0) Prerequisite
## hadoop has been started
1) Build and deploy
## download hive-2.3.9-src.tar.gz from http://archive.apache.org/dist/
## unpack to ~/work/hive-src-2.3.9
$ cd ~/work/hive-src-2.3.9
$ mvn clean package -Pdist -DskipTests -Dmaven.javadoc.skip=true
## unpack packaging/target/apache-hive-2.3.9-bin.tar.gz to ~/work/hive-2.3.9
2) Configure
## set log
$ cd ~/work/hive-2.3.9/conf
$ diff hive-log4j2.properties.template hive-log4j2.properties
--- hive-log4j2.properties.template 2021-06-02 04:43:12.000000000 +0800
+++ hive-log4j2.properties 2022-06-01 11:40:54.000000000 +0800
@@ -21,7 +21,8 @@
# list of properties
property.hive.log.level = INFO
property.hive.root.logger = DRFA
-property.hive.log.dir = ${sys:java.io.tmpdir}/${sys:user.name}
+# property.hive.log.dir = ${sys:java.io.tmpdir}/${sys:user.name}
+property.hive.log.dir = /Users/sun_xo/work/hive-2.3.9/logs/
property.hive.log.file = hive.log
property.hive.perflogger.log.level = INFO
## specify metastore db as mysql
$ cat hive-site.xml
<?xml version="1.0" encoding="UTF-8" standalone="no"?>
<?xml-stylesheet type="text/xsl" href="configuration.xsl"?>
<configuration>
<property>
<name>javax.jdo.option.ConnectionURL</name>
<value>jdbc:mysql://localhost:3306/metastore?createDatabaseIfNotExist=true</value>
</property>
<!-- property>
<name>javax.jdo.option.ConnectionDriverName</name>
<value>com.mysql.jdbc.Driver</value>
</property -->
<property>
<name>javax.jdo.option.ConnectionUserName</name>
<value>manga</value>
</property>
<property>
<name>javax.jdo.option.ConnectionPassword</name>
<value>manga</value>
</property>
</configuration>
## create schema in metastore
$ cd ~/work/hive-2.3.9/
$ bin/schematool -initSchema -dbType mysql
3) run a case
## get test data
$ cd ~/work/hive-2.3.9/examples
$ curl --remote-name http://files.grouplens.org/datasets/movielens/ml-100k.zip
$ unzip ml-100k.zip # unpack to ml-100k## create a table —— actually a directory /user/hive/warehouse/u_data on hdfs
$ cd ~/work/hive-2.3.9
$ bin/hive # with "-hiveconf hive.root.logger=DEBUG,console" for debug
hive>
> CREATE TABLE u_data (
> userid INT,
> movieid INT,
> rating INT,
> unixtime STRING)
> ROW FORMAT DELIMITED
> FIELDS TERMINATED BY '\t'
> STORED AS TEXTFILE;
OK
Time taken: 4.165 seconds
hive> show tables;
OK
u_data
Time taken: 0.119 seconds, Fetched: 1 row(s)
hive> describe u_data;
OK
userid int
movieid int
rating int
unixtime string
Time taken: 0.097 seconds, Fetched: 4 row(s)
## load test data to hdfs
hive> load data local inpath 'examples/ml-100k/u.data' overwrite into table u_data;
Loading data to table default.u_data
OK
Time taken: 0.808 seconds
## count by using mapreduce
hive> select count(*) from u_data;
WARNING: Hive-on-MR is deprecated in Hive 2 and may not be available in the future versions. Consider using a different execution engine (i.e. spark, tez) or using Hive 1.X releases.

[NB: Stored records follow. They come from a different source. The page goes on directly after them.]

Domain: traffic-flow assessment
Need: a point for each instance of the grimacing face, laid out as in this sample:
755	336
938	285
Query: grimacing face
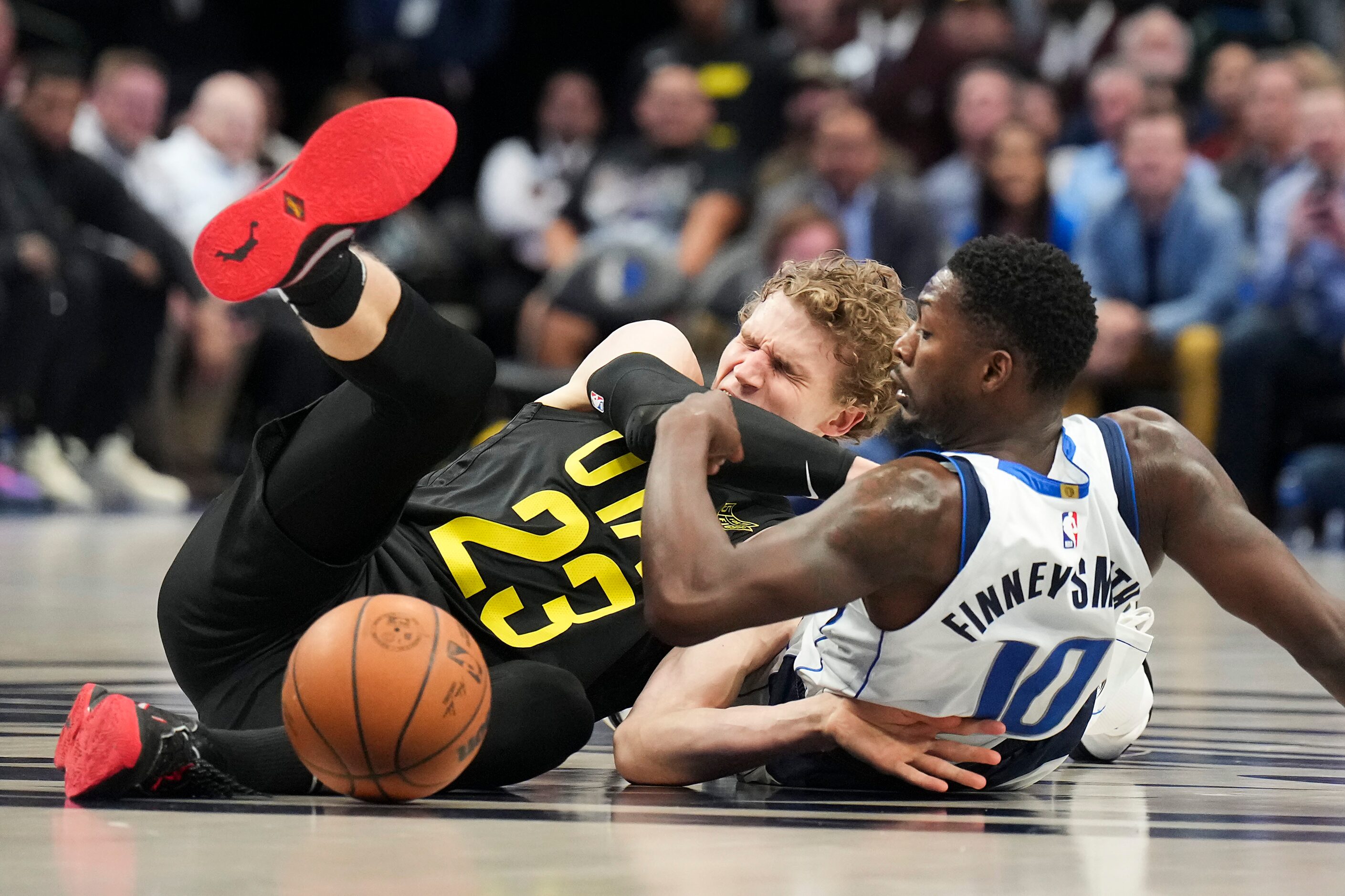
785	362
936	370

Query ID = sun_xo_20220601145026_9e4c291a-1b71-4b5a-9f13-bb2c850fe94a
Total jobs = 1
Launching Job 1 out of 1
Number of reduce tasks determined at compile time: 1
In order to change the average load for a reducer (in bytes):
set hive.exec.reducers.bytes.per.reducer=<number>
In order to limit the maximum number of reducers:
set hive.exec.reducers.max=<number>
In order to set a constant number of reducers:
set mapreduce.job.reduces=<number>
Starting Job = job_1653709899071_0002, Tracking URL = http://localhost:8088/proxy/application_1653709899071_0002/
Kill Command = /Users/sun_xo/work/hadoop/bin/hadoop job -kill job_1653709899071_0002
Hadoop job information for Stage-1: number of mappers: 1; number of reducers: 1
2022-06-01 14:50:32,670 Stage-1 map = 0%, reduce = 0%
2022-06-01 14:50:38,926 Stage-1 map = 100%, reduce = 0%
2022-06-01 14:50:43,056 Stage-1 map = 100%, reduce = 100%
Ended Job = job_1653709899071_0002
MapReduce Jobs Launched:
Stage-Stage-1: Map: 1 Reduce: 1 HDFS Read: 1987035 HDFS Write: 106 SUCCESS
Total MapReduce CPU Time Spent: 0 msec
OK
100000
Time taken: 17.988 seconds, Fetched: 1 row(s)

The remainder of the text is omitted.